Ce traitement s'est poursuivi le deuxième jour de la procédure, lorsque le Crown Prosecution Service a présenté la réponse du gouvernement américain à la demande d'appel de M. Assange.
“Ce matin encore, nous les journalistes, ne pouvons pas couvrir l'affaire correctement. Pas de table pour nos ordinateurs. Nous n'entendons pas correctement. Le son est tellement mauvais. Le Royaume-Uni est une puissance technologique. Les microphones sont une technologie bien établie que les autorités britanniques connaissent bien, j'en suis sûr”, s'est plaint Mme Maurizi depuis le tribunal.
Chip Gibbons, directeur politique de Defending Rights & Dissent, qui couvre l'audience pour le magazine Jacobin, était également assis à la tribune le premier jour.
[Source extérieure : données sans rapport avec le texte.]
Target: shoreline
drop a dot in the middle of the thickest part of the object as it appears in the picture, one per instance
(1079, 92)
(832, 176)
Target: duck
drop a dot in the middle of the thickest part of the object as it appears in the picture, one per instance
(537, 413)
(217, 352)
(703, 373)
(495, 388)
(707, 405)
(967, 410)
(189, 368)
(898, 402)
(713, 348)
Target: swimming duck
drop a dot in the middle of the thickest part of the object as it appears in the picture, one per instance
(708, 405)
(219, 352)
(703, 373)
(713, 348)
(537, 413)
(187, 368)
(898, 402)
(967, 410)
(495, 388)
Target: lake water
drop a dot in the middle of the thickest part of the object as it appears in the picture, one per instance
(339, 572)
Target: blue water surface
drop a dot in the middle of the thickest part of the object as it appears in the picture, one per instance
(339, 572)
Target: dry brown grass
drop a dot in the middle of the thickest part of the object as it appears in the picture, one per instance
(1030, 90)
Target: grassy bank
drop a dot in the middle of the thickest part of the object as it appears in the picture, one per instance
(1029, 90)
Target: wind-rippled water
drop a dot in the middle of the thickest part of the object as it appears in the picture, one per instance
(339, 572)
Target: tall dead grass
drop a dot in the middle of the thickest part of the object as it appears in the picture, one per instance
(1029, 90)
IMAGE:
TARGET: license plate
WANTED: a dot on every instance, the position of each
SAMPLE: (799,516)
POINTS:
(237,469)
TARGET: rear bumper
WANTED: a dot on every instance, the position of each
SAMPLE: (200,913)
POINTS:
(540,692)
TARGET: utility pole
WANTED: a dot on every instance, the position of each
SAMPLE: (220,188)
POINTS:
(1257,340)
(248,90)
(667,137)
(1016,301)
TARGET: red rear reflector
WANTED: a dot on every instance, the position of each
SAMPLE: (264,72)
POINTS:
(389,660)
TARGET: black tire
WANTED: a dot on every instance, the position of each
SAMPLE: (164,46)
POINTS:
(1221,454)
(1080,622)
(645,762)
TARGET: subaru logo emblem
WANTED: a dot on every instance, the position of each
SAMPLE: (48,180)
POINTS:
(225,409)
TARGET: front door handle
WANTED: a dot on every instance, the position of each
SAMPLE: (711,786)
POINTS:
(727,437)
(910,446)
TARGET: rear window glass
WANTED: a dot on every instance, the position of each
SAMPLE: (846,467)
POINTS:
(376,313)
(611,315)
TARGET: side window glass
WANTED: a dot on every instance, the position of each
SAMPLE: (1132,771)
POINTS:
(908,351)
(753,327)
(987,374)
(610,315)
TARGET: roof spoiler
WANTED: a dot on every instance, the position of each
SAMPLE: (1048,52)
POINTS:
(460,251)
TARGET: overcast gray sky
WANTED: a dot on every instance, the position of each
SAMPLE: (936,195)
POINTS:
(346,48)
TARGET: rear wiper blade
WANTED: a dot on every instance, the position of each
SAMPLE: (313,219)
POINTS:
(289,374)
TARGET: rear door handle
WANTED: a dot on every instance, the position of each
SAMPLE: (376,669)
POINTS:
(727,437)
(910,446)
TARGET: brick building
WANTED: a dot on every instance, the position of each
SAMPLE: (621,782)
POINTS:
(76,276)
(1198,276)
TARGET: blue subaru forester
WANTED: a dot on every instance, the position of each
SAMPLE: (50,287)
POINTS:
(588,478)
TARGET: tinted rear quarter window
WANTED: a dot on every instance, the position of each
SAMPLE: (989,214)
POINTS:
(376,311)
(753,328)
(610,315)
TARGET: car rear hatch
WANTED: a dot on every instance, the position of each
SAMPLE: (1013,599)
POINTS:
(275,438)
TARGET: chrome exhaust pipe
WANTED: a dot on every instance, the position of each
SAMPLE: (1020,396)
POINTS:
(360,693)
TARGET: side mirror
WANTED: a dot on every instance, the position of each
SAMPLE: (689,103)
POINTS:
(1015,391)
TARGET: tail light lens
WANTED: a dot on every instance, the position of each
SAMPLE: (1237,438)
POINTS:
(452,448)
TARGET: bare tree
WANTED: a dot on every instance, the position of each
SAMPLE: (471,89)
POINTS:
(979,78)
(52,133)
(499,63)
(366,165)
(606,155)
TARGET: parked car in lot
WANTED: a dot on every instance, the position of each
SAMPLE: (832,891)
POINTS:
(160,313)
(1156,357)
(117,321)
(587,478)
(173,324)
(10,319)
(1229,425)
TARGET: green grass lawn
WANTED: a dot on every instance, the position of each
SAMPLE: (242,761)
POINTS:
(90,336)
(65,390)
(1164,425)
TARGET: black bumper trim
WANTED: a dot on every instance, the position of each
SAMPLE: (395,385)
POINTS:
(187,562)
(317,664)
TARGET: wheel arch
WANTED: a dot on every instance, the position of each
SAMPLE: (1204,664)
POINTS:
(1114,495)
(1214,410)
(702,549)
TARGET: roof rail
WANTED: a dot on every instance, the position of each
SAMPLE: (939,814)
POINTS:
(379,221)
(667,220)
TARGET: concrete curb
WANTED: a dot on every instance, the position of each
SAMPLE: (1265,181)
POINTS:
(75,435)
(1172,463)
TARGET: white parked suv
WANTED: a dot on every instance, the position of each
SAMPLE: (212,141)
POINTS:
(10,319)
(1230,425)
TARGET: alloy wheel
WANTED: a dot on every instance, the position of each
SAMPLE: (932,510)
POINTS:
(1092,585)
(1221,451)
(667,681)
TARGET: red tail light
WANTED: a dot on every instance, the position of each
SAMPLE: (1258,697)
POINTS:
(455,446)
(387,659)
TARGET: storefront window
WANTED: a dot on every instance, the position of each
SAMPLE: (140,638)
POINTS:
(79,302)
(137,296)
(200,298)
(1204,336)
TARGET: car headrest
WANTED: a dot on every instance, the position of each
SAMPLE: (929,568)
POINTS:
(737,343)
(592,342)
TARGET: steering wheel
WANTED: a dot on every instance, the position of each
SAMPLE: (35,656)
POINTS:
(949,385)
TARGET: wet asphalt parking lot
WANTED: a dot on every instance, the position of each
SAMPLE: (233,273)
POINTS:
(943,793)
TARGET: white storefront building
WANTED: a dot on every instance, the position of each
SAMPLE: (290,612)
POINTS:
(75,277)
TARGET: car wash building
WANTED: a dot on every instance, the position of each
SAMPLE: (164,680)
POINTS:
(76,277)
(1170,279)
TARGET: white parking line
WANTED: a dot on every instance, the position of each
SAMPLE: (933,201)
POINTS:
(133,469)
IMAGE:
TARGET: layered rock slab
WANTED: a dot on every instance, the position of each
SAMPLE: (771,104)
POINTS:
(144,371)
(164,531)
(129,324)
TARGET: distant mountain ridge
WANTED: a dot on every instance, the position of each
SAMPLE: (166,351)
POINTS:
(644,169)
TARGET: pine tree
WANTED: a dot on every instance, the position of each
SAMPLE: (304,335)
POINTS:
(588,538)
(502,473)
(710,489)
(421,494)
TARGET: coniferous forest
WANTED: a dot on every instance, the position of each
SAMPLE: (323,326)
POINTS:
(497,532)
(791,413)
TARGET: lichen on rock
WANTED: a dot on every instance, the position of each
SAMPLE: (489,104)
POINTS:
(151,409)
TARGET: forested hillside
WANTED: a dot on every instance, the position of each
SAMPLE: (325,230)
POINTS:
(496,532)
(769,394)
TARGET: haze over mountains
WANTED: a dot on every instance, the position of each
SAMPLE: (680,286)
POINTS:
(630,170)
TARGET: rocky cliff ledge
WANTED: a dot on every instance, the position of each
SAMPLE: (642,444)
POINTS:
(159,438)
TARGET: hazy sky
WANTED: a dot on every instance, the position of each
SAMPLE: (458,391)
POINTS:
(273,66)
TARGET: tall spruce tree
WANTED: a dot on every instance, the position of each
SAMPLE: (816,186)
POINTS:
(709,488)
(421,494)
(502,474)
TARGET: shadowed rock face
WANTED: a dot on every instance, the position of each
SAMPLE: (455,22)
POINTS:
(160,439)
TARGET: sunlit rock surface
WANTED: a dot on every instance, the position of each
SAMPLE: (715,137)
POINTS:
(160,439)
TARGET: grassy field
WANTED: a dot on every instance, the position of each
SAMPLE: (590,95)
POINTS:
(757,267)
Une télévision située à une certaine distance des journalistes a été installée pour suivre les témoignages. Le son était inaudible.
“Ce que la presse a dû endurer pour rendre compte du procès du siècle en matière de liberté de la presse est tout à fait choquant”, a déclaré M. Gibbons.
Le lendemain n'a pas été mieux. Une fois de plus, Gibbons était parmi les autres journalistes “exilés aux balcons, où il est impossible de voir la retransmission à distance”. Il n'y a pas non plus de tables ou de prises pour les ordinateurs portables des journalistes.
Mohamed Elmaazi, qui couvre la procédure pour The Dissenter, a décrit comment il a été “contraint de quitter la salle d'audience” et de se rendre au sous-sol du bâtiment du tribunal pour suivre la procédure via le lien vidéo fourni aux journalistes pour couvrir l'audience à distance.
“Bien que que je sois titulaire d’une carte de presse, avec une demande précoce, et que je sois le seul journaliste à avoir couvert toutes les audiences de l'affaire d'extradition de Julian depuis avril 2019, on m'a demandé de quitter la “section presse” et de me rendre dans la galerie publique, qui nie dispose pas de tables ou d'endroit où je puisse placer mon ordinateur portable et taper mon article”, a déclaré Elmaazi.
“Et du fait d’un handicap, que je ne puisse pas écrire et que j'aie donc besoin d'utiliser mon ordinateur portable ne fait qu'empirer les choses", a déclaré M. Elmaazi.
Selon M. Elmaazi, “c'est parce que la priorité n'est pas donnée à la presse qui arrive à l'heure, mais plutôt aux membres de la presse de l'establishment pour s'assurer qu'ils ont un siège”.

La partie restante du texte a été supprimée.